It’s time to get real about brands in big pharma
Joelle Friedland, co-founder and head of client service at creative agency, minds + assembly, writes that healthcare brands need to form relationships with people, both patients and physicians, rather than push functional benefits of a product or service. Healthcare and pharma brands, Friedland argues, often ignore the physical and emotional reality of what a patient might be experiencing.
We’re overloaded with ‘deep and meaningful’ manifestos for commonplace goods and services. But when it comes to the stuff that really matters – like health, medicine, and pharmaceuticals – all too often we’re hit with anodyne platitudes. We need communications that compel, that create not just understanding, but belief.
Today, every brand has the same idea: to make an ‘authentic’ connection with its customers, as people, to show the world that they get it – that they get you. Which is why we end up watching and listening to poetic monologues that deliver the deeply emotional import of all kinds of goods and services, from search engines, mutual funds, jeans and laundry detergent. Everything matters so much!
We’re bombarded with messaging that extols the virtues of a life lived with these products in tow. Then we come back to Earth with a thud and realise that brighter clothes are nice, but not life changing. It’s manifesto overload. And it’s disingenuous and inauthentic. I don’t want to hear any more about how I can connect to the essence of humanity by purchasing the right pair of denim (regardless of how much I love jeans).
Ironically, those things that actually are life changing, life extending, or even life-saving (health, medicine, and pharmaceuticals), are so often relegated to the bland world of platitudes and mild statements. We often seem to be one step removed from the reality of the situation.

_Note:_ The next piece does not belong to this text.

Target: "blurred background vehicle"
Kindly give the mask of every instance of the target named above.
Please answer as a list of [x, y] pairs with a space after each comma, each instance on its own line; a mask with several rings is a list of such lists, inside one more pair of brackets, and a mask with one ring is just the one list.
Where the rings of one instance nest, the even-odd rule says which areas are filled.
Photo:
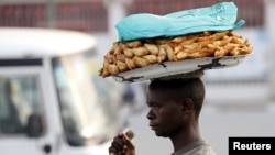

But, this is really tough stuff. Imagine going to bed every night wondering if your body will rebel and your throat will close while you sleep. Or to accept the fact that to live you must hook yourself up to a tube for 16 hours a day. Or even to face going to school acutely aware, at every step, of the acne that has taken over your face. There are real elements of courage here. And, yes, real elements of beauty.
Let’s get real
We recognise that we are not for everyone. In fact, as an agency we’ve turned down business from clients when we could have used the revenue. We’ve also turned down pitches that would have been huge had we won. Some would call this foolish. We like to think of it as essential. We won’t dilute our product. And we’ve found that there are enough clients out there who insist on getting to the raw, beating heart of a disease to find the real story. It’s there that we find stories of courage and beauty, communications that will compel, that will create not just understanding, but belief.
Make a truer connection
Of course, I have a bigger point. It’s that when dealing with the kind of issues that can legitimately claim to be ‘life and death’, so often we see ideas that fail to connect.
Done right, branding in this sector has the power to elevate the experience that people living with a disease can have with a brand, and this can have hugely positive effects, including presenting a genuinely optimistic view of what life could be like with the brand benefits. But you’ve got to confront the reality head on – and find the beauty and authenticity therein.
A new belief system
Also, so many brands in the pharma and healthcare sectors are guilty of pushing the functional benefits of their products, rather than forming meaningful relationships with people to make their lives better.
Brands often ignore the reality of what a person actually experiences, thus minimising the physical and emotional reality. But by showing how someone’s life could look different with a particular brand, and how it could meet their needs and serve a meaningful purpose, pharma and healthcare companies have the potential to build strong, credible relationships. And it works. We know this from experience.